Cracker
['krækə] or ['krækɚ]
Definition
(noun.) a party favor consisting of a paper roll (usually containing candy or a small favor) that pops when pulled at both ends.
(noun.) a thin crisp wafer made of flour and water with or without leavening and shortening; unsweetened or semisweet.
(noun.) a programmer who cracks (gains unauthorized access to) computers, typically to do malicious things; 'crackers are often mistakenly called hackers'.
Editor: Wallace--From WordNet
Definition
(n.) One who, or that which, cracks.
(n.) A noisy boaster; a swaggering fellow.

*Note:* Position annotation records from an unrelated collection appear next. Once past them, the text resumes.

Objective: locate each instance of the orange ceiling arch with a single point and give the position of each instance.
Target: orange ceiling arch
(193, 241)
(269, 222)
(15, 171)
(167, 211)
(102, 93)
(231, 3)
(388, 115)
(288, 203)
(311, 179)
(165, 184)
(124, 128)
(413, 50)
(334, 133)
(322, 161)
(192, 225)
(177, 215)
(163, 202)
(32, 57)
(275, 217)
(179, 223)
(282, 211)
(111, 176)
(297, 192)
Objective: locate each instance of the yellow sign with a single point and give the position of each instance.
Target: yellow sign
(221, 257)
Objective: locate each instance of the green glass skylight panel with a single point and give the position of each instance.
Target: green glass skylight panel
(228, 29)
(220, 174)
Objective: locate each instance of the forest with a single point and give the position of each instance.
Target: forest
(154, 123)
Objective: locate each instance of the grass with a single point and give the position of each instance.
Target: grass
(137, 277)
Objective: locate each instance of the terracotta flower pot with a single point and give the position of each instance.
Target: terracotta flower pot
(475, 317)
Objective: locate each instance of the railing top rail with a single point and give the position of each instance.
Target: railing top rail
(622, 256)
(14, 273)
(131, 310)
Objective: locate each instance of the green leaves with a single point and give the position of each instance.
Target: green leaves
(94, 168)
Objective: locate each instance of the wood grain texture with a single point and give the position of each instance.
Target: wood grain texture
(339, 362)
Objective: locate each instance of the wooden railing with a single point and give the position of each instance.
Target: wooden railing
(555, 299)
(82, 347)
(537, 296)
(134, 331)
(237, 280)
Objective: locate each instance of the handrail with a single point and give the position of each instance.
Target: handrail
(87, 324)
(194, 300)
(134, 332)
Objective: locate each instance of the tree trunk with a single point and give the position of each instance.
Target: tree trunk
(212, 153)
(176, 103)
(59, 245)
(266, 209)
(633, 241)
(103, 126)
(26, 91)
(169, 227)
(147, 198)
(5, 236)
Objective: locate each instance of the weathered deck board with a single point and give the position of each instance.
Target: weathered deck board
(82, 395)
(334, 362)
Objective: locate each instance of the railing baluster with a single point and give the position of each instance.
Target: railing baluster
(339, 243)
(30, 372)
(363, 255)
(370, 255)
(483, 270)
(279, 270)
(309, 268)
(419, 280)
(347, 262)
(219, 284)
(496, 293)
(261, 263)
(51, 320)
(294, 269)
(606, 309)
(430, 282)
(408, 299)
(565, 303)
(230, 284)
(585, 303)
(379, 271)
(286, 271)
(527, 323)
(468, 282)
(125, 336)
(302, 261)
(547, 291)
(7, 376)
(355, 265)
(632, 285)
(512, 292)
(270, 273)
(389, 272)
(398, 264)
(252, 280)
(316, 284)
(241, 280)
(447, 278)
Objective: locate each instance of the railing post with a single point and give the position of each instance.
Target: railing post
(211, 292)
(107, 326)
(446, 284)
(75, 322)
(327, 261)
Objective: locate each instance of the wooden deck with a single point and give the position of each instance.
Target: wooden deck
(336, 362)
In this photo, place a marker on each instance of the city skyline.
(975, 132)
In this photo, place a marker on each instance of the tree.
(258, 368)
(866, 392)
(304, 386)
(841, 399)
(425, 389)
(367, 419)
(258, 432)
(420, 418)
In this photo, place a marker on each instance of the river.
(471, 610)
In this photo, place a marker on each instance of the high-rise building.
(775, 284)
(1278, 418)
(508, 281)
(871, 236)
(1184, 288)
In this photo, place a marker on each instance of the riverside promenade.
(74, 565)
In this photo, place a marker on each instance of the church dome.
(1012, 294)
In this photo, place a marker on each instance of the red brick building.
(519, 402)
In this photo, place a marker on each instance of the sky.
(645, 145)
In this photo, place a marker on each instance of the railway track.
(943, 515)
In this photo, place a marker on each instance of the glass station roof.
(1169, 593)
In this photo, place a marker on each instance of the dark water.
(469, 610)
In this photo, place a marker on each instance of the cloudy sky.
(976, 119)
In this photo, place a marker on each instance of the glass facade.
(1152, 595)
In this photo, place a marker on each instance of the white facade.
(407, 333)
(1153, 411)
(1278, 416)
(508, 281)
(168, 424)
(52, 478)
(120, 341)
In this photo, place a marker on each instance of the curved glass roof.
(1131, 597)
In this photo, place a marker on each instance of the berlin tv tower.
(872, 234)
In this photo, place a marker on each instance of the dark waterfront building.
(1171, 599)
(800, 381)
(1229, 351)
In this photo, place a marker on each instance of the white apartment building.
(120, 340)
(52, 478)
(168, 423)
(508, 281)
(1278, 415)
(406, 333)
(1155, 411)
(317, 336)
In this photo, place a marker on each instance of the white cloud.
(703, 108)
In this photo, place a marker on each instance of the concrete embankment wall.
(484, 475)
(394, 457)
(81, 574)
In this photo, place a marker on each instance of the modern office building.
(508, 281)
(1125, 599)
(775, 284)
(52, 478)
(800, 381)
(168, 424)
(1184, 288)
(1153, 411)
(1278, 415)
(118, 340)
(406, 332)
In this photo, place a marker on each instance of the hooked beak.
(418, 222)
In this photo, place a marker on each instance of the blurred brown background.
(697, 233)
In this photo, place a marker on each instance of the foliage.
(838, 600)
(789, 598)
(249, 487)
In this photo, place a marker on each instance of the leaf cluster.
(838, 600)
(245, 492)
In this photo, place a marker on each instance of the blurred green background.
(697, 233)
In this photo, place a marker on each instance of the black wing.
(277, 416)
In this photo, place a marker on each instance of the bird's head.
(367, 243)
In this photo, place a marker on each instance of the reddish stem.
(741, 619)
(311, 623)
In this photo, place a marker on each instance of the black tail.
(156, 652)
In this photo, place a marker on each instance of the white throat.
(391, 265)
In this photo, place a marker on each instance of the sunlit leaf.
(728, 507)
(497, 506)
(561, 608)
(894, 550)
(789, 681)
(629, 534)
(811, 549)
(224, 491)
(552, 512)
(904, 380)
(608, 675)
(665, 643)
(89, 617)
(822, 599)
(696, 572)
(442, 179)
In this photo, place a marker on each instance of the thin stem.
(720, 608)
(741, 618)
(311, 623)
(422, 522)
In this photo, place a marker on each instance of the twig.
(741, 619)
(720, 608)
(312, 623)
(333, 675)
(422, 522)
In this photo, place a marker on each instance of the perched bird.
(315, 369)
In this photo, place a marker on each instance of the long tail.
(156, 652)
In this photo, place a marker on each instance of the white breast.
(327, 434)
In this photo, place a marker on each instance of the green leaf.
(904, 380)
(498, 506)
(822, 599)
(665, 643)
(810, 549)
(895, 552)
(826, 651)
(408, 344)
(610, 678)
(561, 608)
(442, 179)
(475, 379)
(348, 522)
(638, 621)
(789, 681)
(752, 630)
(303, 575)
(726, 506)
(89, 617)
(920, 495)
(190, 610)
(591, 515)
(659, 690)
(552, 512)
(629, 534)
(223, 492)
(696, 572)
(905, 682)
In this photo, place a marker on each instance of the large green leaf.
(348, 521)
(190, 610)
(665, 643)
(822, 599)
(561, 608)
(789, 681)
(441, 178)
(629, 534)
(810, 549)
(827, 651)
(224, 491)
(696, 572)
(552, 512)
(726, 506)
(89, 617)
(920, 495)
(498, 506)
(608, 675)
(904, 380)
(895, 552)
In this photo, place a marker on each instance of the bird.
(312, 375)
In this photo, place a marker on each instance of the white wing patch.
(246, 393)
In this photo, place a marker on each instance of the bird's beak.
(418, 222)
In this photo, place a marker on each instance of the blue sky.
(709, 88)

(n.) A small firework, consisting of a little powder inclosed in a thick paper cylinder with a fuse, and exploding with a sharp noise; -- often called firecracker.
(n.) A thin, dry biscuit, often hard or crisp; as, a Boston cracker; a Graham cracker; a soda cracker; an oyster cracker.
(n.) A nickname to designate a poor white in some parts of the Southern United States.
(n.) The pintail duck.
(n.) A pair of fluted rolls for grinding caoutchouc.
Checker: Victoria
Synonyms and Synonymous
n. Hard biscuit.
Typist: Moira
Examples
- He was a young man with a clear, hairless face, a long, thin nose, and rather nut-cracker jaws. Arthur Conan Doyle. The Memoirs of Sherlock Holmes.
- That night I issued orders for opening the route to Bridgeport--a cracker line, as the soldiers appropriately termed it. Ulysses S. Grant. Personal Memoirs of U. S. Grant.
- The boy is generous and warm-hearted, but a perfect fire-cracker when excited. Harriet Beecher Stowe. Uncle Tom's Cabin.
- By four o'clock in the morning the battle had entirely ceased, and our cracker line was never afterward disturbed. Ulysses S. Grant. Personal Memoirs of U. S. Grant.
- The teeth were never intended to take the place of nut-crackers nor to rival scissors in cutting thread. William K. David. Secrets of Wise Men, Chemists and Great Physicians.
- Prentice would pour out half a glass of what they call corn whiskey, and would dip the crackers in it and eat them. Frank Lewis Dyer. Edison, His Life and Inventions.
- Squibs and crackers were thrown about. H. G. Wells. The Outline of History_Being a Plain History of Life and Mankind.
- One thing I never could comprehend was that Tyler had a sideboard with liquors and generally crackers. Frank Lewis Dyer. Edison, His Life and Inventions.
- Fire-crackers and grenades were also known to the Chinese and the Greeks. William Henry Doolittle. Inventions in the Century.
- Such machines, costing nearly a thousand dollars, produce from forty to sixty barrels of crackers a day, enabling them to be sold at about 5 cents a pound at retail. Edward W. Byrn. The Progress of Invention in the Nineteenth Century.
- They try to fasten on the bull their _banderillas_--barbed darts ornamented with colored paper, and often having squibs or crackers attached. Various. The Wonder Book of Knowledge.
- She brought crackers and we ate them and drank some vermouth. Ernest Hemingway. A Farewell To Arms.
- There were crackers in it with the tenderest mottoes that could be got for money. Charles Dickens. David Copperfield.